[PATCH v3 2/2] kvm: arm64: set io memory s2 pte as normalnc for vfio pci devices

linux-mm.kvack.org archive mirror
 help / color / mirror / Atom feed

From: <ankita@nvidia.com>
To: <ankita@nvidia.com>, <jgg@nvidia.com>, <maz@kernel.org>,
	<oliver.upton@linux.dev>, <suzuki.poulose@arm.com>,
	<yuzenghui@huawei.com>, <catalin.marinas@arm.com>,
	<will@kernel.org>, <alex.williamson@redhat.com>,
	<kevin.tian@intel.com>, <yi.l.liu@intel.com>, <ardb@kernel.org>,
	<akpm@linux-foundation.org>, <gshan@redhat.com>,
	<linux-mm@kvack.org>, <lpieralisi@kernel.org>
Cc: <aniketa@nvidia.com>, <cjia@nvidia.com>, <kwankhede@nvidia.com>,
	<targupta@nvidia.com>, <vsethi@nvidia.com>, <acurrid@nvidia.com>,
	<apopple@nvidia.com>, <jhubbard@nvidia.com>, <danw@nvidia.com>,
	<mochs@nvidia.com>, <kvmarm@lists.linux.dev>,
	<kvm@vger.kernel.org>, <linux-kernel@vger.kernel.org>,
	<linux-arm-kernel@lists.infradead.org>
Subject: [PATCH v3 2/2] kvm: arm64: set io memory s2 pte as normalnc for vfio pci devices
Date: Fri, 8 Dec 2023 22:17:09 +0530	[thread overview]
Message-ID: <20231208164709.23101-3-ankita@nvidia.com> (raw)
In-Reply-To: <20231208164709.23101-1-ankita@nvidia.com>

From: Ankit Agrawal <ankita@nvidia.com>

To provide VM with the ability to get device IO memory with NormalNC
property, map device MMIO in KVM for ARM64 at stage2 as NormalNC.
Having NormalNC S2 default puts guests in control (based on [1],
"Combining stage 1 and stage 2 memory type attributes") of device
MMIO regions memory mappings. The rules are summarized below:
([(S1) - stage1], [(S2) - stage 2])

S1           |  S2           | Result
NORMAL-WB    |  NORMAL-NC    | NORMAL-NC
NORMAL-WT    |  NORMAL-NC    | NORMAL-NC
NORMAL-NC    |  NORMAL-NC    | NORMAL-NC
DEVICE<attr> |  NORMAL-NC    | DEVICE<attr>

Generalizing this to non PCI devices may be problematic. E.g. GICv2
vCPU interface, which is effectively a shared peripheral, can allow
a guest to affect another guest's interrupt distribution. The issue
may be solved by limiting the relaxation to mappings that have a user
VMA. Still There is insufficient information and uncertainity in the
behavior of non PCI driver. Hence caution is maintained and the change
is restricted to the VFIO-PCI devices. PCIe on the other hand is safe
because the PCI bridge does not generate errors, and thus do not cause
uncontained failures.

Limiting to the VFIO PCI module is done with the help of a new mm
flag VM_VFIO_ALLOW_WC. The VFIO PCI core module set this flag to
communicate to KVM. KVM use this flag to activate the code.

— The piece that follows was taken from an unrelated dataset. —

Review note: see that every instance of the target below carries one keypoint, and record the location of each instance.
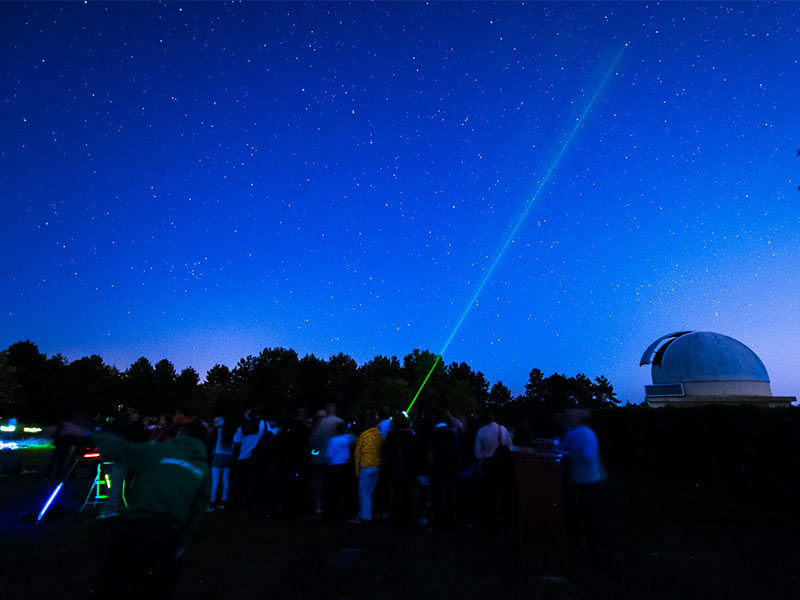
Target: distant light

This could be extended to other devices in the future once that
is deemed safe.

[1] section D8.5.5 of DDI0487J_a_a-profile_architecture_reference_manual.pdf

Signed-off-by: Ankit Agrawal <ankita@nvidia.com>
Suggested-by: Catalin Marinas <catalin.marinas@arm.com>
Acked-by: Jason Gunthorpe <jgg@nvidia.com>
Tested-by: Ankit Agrawal <ankita@nvidia.com>
---
 arch/arm64/kvm/hyp/pgtable.c     |  3 +++
 arch/arm64/kvm/mmu.c             | 16 +++++++++++++---
 drivers/vfio/pci/vfio_pci_core.c |  3 ++-
 include/linux/mm.h               |  7 +++++++
 4 files changed, 25 insertions(+), 4 deletions(-)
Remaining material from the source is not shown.